The gift which contributed most largely to [Caesar's] success was an abnormally energetic ability to get things done. This was conspicuously apparent in the occupation of warfare in which he excelled all his rivals. . . . The point was that he could do everything with extraordinary speed. . . . Caesar lived at a faster tempo than the people who had to contend with him, and this gave him an enormous advantage, offering the widest scope to that capacity for the unexpected, unpredictable action which his friends found such an irresistibly attractive feature of his talents. . . . In most of what he did—though not quite everything, as we shall see—clear vision of this kind was Caesar's outstanding characteristic: the product of exceptional brain-power guided by a will of steel. Even Cicero, when he saw Antony trying to step into the dead dictator's shoes, knew that the anti-climax was absurd. ‘Your ambition to reign, Antony, certainly deserves to be compared with Caesar's. But in not a single other respect are you entitled to the same comparison. . . . His character was an amalgamation of genius, method, memory, culture, thoroughness, intellect, and industry.’

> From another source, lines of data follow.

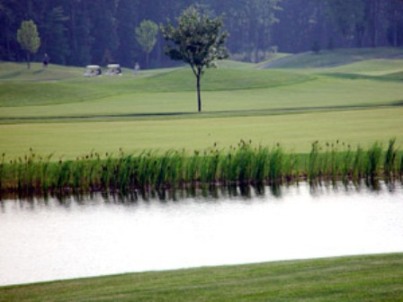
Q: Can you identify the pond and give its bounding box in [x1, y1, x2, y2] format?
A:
[0, 183, 403, 285]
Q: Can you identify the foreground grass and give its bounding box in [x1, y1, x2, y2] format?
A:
[0, 254, 403, 302]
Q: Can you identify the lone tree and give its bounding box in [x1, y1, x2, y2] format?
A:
[161, 6, 228, 112]
[135, 20, 158, 67]
[17, 20, 41, 69]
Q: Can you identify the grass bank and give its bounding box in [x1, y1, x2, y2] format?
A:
[0, 139, 403, 196]
[0, 254, 403, 302]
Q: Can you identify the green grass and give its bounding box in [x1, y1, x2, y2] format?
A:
[0, 254, 403, 302]
[0, 49, 403, 159]
[266, 48, 402, 68]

Matthias Gelzer, Caesar: Politician and Statesman, trans. Peter Needham (Cambridge: Harvard university Press, 1968), 329-331:

Caesar, if anyone, deserves to be called a master of politics. He was equally great in understanding general political trends as in directing them. With consummate skill he handled the machinery of political details, without ever sacrificing his major aim of winning decisive power. . . . What a tragedy lies over the life of the greatest genius produced by Rome—to be snuffed out by Romans who imagined that they were acting on behalf of their res publica! His demonic genius raised him in every respect above all his contemporaries—through his spiritual and physical vigour, through the faster tempo of his life, through his free-ranging gaze which, unfettered by traditional concepts, everywhere discovered new possibilities, and through the masterful way in which he overcame difficulties and realized the most daring plans. Thus, although he was a Roman through and through and intended only to use his rule in order to raise the imperium populi Romani to the level of perfection required by the circumstances, nevertheless the flights of his genius lifted him to a lonely eminence where others were unable to follow him.

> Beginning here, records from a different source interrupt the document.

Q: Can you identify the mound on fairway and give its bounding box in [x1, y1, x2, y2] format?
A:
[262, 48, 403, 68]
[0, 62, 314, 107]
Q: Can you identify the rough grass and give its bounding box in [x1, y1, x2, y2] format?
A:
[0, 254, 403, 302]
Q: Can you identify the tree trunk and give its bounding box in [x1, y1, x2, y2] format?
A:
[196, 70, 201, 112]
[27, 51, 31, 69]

Zwi Yavetz, Julius Caesar and His Public Image, Aspects of Greek and Roman Life (Ithaca: Cornell University Press, 1983), 212-213:

To sum up, even those who reject the idea that Caesar tried to establish a monarchy and a divine cult must admit that he was much more than just a Roman dictator. They must also agree that his performance and achievements made restoration of the old Republic impossible once and for all. Whether all this was planned or brought about accidentally matters little. Celeritas [speed, swiftness] was distinctive of his style, impulsiveness led to his downfall. Many were enchanted by him, yet not a few felt repulsed. Since he neither wanted, nor could afford, to base his rule on a single class of society, he tried to curry favour with heterogeneous groups, at one and the same time. In his struggle for the support of the masses he overcame Pompey, but at the same time made considerable efforts to appease the nobilitas. He was called a benevolent ruler, but also a cruel despot. . . . He was on the whole a moderate statesman, who was nevertheless unable to avoid the impression that he put through his moderate policies by ruthless force. . . . Caesar did not have the gift of what the Romans called humanitas. Pliny the Younger defined it as the capacity to win the affections of lesser folk without impinging on greater (Ep. IX, 5). With his gifted intuition, Caesar ushered in a new epoch in Roman history. But he relied so much on his personal charm that he overlooked the need for tact, especially when he thought that he was in the right. Success lay open to a less brilliant and therefore more tolerant man [i.e., Augustus].